In particolare, la Corte Suprema ha richiamato la Direttiva 2000/78/CE, che è stata recepita dall’Italia con il citato Dlgs. n. 216/2003 nonché la Convenzione ONU sui Diritti delle Persone con Disabilità (ratificata dall’Italia con la Legge 18/2009).
Tale normativa impone ai datori di lavoro di adottare tutte le misure ragionevoli per garantire al lavoratore e alla lavoratrice con disabilità condizioni di lavoro paritarie che non comportino un onere sproporzionato.
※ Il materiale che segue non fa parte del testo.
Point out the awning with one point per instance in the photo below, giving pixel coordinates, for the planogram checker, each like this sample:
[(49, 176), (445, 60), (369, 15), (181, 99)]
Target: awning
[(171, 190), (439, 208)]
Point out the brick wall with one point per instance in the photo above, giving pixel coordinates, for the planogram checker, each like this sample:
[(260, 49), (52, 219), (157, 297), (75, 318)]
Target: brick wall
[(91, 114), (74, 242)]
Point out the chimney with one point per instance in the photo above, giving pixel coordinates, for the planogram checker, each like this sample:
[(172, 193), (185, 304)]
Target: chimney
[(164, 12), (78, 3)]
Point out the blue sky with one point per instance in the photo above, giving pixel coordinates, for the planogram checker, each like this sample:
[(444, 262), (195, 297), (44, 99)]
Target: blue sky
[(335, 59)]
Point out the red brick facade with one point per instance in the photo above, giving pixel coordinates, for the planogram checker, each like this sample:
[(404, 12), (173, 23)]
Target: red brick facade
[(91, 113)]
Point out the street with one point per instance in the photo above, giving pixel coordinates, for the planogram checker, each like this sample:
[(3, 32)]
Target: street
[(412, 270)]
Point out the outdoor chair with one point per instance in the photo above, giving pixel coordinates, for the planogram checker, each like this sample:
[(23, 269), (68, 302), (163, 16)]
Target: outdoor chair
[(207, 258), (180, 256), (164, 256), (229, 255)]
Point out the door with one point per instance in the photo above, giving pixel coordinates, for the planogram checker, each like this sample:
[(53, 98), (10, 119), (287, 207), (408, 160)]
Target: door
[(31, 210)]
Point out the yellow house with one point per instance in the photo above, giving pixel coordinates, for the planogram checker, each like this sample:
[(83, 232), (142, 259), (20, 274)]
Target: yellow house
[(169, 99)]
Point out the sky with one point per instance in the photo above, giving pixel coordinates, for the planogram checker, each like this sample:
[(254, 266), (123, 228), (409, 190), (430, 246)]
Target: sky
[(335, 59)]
In particolare Sentenza ha stabilito che il diritto a predisporre gli accomodamenti ragionevoli è vincolante per i datori di lavoro, che sono chiamati a rimuovere le barriere che ostacolano l’inclusione dei lavoratori e delle lavoratrici con disabilità; che poiché nel caso in esame questa modalità organizzativa era già stata utilizzata durante il periodo di emergenza sanitaria correlata alla pandemia da COVID-19, ciò ne ha mostrato la sua fattibilità, e induce a ritenere che lo smart working possa essere considerato un accomodamento ragionevole; che sotto il profilo probatorio spetta al lavoratore o alla lavoratrice con disabilità dimostrare la disparità di trattamento subita, mentre al datore di lavoro è richiesto di provare che le proprie decisioni non siano discriminatorie; che le soluzioni concrete devono essere frutto di una negoziazione tra le parti, e che qualora queste non addivenissero ad un accordo, il compito di individuare le soluzioni più adeguate compete al giudice. (Simona Lancioni)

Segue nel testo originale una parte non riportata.